For the Krastm4Tyj allele [KrasLSL-G12D], a targeting vector was designed to place a G12D point mutation in exon 1 of the gene and a loxP-flanked STOP element upstream of the mutation. The STOP element incorporates a PGK-puromycin selection cassette at the 5' end in an opposite directional orientation. An adenoviral strong splice acceptor, typically used in gene trap vectors, is fused upstream of the his3 stuffer fragment to prevent splicing around the stopper (in case the transcription isn't completely silenced). A mutant splice donor site is on the 3' end and as well as a tetrameric tandem array of SV40 PolyA. The stopper was designed to fit into genomic Sal1 or Xho1 sites. The stop cassette prevents the expression of mutant Kras until it is removed by Cre mediated recombination of the loxP sites, thus allowing expression of the oncogenic Kras gene. The construct was electroporated into 129S4/SvJae-derived J1 embryonic stem (ES) cells. This strain was crossed to 129S4/SvJae for more than 10 generations by the donating laboratory which verified correct orientation by Southern assays involving 5' and 3' external and internal probes. The KrasLSL-G12D mice were then backcrossed onto the C57BL/6J background for 14 generations.
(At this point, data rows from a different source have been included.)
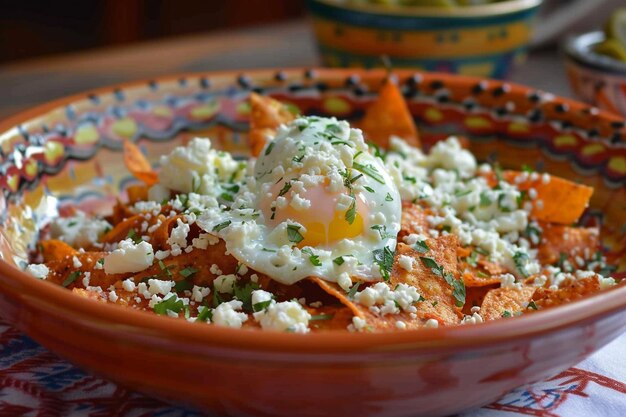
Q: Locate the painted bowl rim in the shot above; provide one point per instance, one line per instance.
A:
(487, 10)
(578, 49)
(24, 287)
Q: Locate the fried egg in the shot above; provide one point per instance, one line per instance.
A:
(316, 202)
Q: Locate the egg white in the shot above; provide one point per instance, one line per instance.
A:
(326, 160)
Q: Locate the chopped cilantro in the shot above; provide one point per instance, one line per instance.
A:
(353, 290)
(221, 226)
(458, 287)
(520, 259)
(71, 278)
(521, 197)
(204, 314)
(285, 189)
(370, 171)
(321, 317)
(498, 171)
(384, 259)
(431, 264)
(333, 128)
(313, 258)
(134, 236)
(165, 269)
(261, 305)
(351, 213)
(293, 233)
(501, 204)
(472, 259)
(227, 197)
(217, 300)
(183, 285)
(482, 251)
(188, 271)
(244, 294)
(484, 199)
(421, 246)
(382, 230)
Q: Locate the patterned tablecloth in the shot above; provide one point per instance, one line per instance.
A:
(34, 382)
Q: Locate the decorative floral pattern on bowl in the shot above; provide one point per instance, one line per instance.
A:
(596, 79)
(71, 149)
(484, 41)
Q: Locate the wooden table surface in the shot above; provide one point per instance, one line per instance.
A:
(25, 84)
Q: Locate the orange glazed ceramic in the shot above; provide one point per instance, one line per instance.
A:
(71, 149)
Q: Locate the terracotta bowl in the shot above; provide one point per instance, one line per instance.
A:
(596, 79)
(70, 149)
(486, 40)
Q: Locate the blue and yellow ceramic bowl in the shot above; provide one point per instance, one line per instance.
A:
(479, 40)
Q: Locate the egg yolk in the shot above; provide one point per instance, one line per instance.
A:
(323, 222)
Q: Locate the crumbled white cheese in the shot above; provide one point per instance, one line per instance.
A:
(283, 316)
(431, 324)
(128, 285)
(391, 301)
(78, 230)
(400, 325)
(129, 257)
(406, 262)
(157, 286)
(225, 283)
(261, 296)
(344, 281)
(40, 271)
(358, 324)
(199, 293)
(178, 235)
(227, 314)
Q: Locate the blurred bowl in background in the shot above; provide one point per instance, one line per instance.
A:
(594, 78)
(484, 40)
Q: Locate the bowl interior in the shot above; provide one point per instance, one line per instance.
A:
(69, 151)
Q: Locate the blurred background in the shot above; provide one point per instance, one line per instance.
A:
(34, 28)
(52, 49)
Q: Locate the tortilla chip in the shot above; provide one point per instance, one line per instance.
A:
(476, 279)
(373, 321)
(137, 193)
(124, 229)
(439, 302)
(413, 220)
(389, 116)
(562, 201)
(138, 165)
(266, 114)
(474, 296)
(501, 300)
(570, 289)
(571, 241)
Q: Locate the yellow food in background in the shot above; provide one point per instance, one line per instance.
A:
(614, 46)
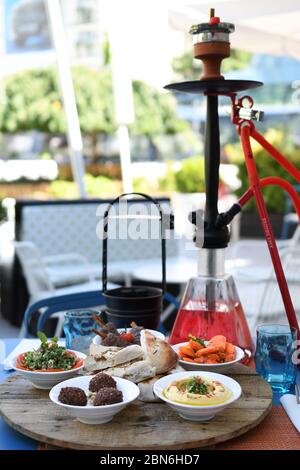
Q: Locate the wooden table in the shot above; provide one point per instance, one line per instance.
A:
(141, 426)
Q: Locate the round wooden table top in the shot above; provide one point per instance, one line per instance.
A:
(140, 426)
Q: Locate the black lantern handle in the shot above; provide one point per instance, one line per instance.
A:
(163, 227)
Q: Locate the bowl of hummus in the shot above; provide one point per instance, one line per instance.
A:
(197, 396)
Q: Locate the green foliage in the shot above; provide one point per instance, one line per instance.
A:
(33, 101)
(266, 166)
(154, 112)
(97, 186)
(190, 178)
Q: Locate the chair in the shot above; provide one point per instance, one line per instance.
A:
(54, 305)
(262, 300)
(39, 284)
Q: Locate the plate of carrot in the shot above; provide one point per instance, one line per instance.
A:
(215, 354)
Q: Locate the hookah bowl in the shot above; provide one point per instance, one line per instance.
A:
(210, 303)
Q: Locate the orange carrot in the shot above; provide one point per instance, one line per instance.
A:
(186, 351)
(187, 359)
(199, 360)
(213, 357)
(218, 341)
(205, 351)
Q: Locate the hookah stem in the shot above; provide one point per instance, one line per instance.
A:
(267, 228)
(212, 163)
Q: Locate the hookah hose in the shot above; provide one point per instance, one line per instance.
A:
(255, 190)
(274, 180)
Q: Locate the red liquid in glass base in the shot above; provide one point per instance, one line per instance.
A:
(206, 324)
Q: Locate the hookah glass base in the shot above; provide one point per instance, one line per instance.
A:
(211, 306)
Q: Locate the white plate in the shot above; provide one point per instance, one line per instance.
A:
(95, 414)
(157, 334)
(46, 380)
(197, 412)
(221, 368)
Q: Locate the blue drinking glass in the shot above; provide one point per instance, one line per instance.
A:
(275, 347)
(78, 328)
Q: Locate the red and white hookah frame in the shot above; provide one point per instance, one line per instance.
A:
(246, 130)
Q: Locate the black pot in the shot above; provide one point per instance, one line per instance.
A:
(140, 304)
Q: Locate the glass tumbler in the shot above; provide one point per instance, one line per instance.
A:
(78, 328)
(274, 356)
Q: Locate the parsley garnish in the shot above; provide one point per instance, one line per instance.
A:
(195, 385)
(49, 355)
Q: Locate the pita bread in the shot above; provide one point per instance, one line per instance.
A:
(158, 353)
(105, 357)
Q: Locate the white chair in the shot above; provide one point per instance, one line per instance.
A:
(39, 282)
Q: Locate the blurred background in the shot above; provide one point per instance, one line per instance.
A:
(83, 112)
(121, 54)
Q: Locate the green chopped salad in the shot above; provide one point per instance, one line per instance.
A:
(49, 356)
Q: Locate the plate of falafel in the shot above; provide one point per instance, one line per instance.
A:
(94, 399)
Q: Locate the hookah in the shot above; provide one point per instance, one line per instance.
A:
(210, 304)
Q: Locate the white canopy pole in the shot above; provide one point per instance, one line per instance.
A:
(122, 85)
(68, 96)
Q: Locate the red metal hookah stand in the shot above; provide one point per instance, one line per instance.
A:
(211, 45)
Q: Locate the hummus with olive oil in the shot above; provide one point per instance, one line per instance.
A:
(197, 391)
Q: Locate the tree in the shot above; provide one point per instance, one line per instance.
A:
(33, 101)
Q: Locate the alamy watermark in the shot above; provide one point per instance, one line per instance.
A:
(131, 220)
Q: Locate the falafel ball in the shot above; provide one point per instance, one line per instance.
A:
(72, 396)
(101, 380)
(108, 396)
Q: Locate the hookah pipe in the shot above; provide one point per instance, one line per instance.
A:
(246, 129)
(211, 45)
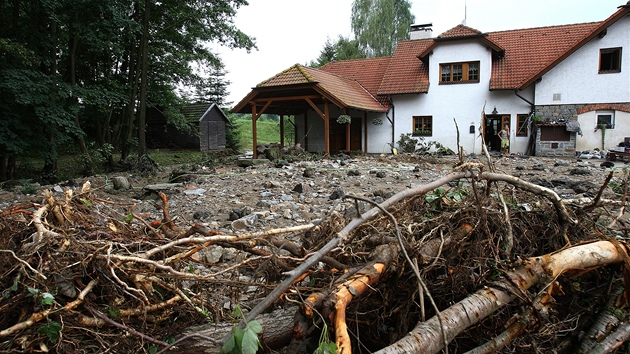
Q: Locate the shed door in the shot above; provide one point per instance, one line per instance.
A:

For the Ptentm1Hwu allele [Ptenflox], a loxP site flanked targeting vector containing hygromycin resistance and thymidine kinase genes was used in the construction of this mutant. This selection cassette was inserted downstream of exon 5 of the targeted gene, and another loxP site was inserted upstream of exon 5. This construct was electroporated into 129S4/SvJae derived LW-1 embryonic stem (ES) cells, which were transiently transfected with a Cre-recombinase vector to remove the selection cassette. Correctly targeted ES cells were injected into BALB/c blastocysts. The resulting chimeric animals were crossed to BALB/cAnNTac mice before being made homozygous. The Ptenfloxmice were then backcrossed onto the C57BL/6J background for 12 generations.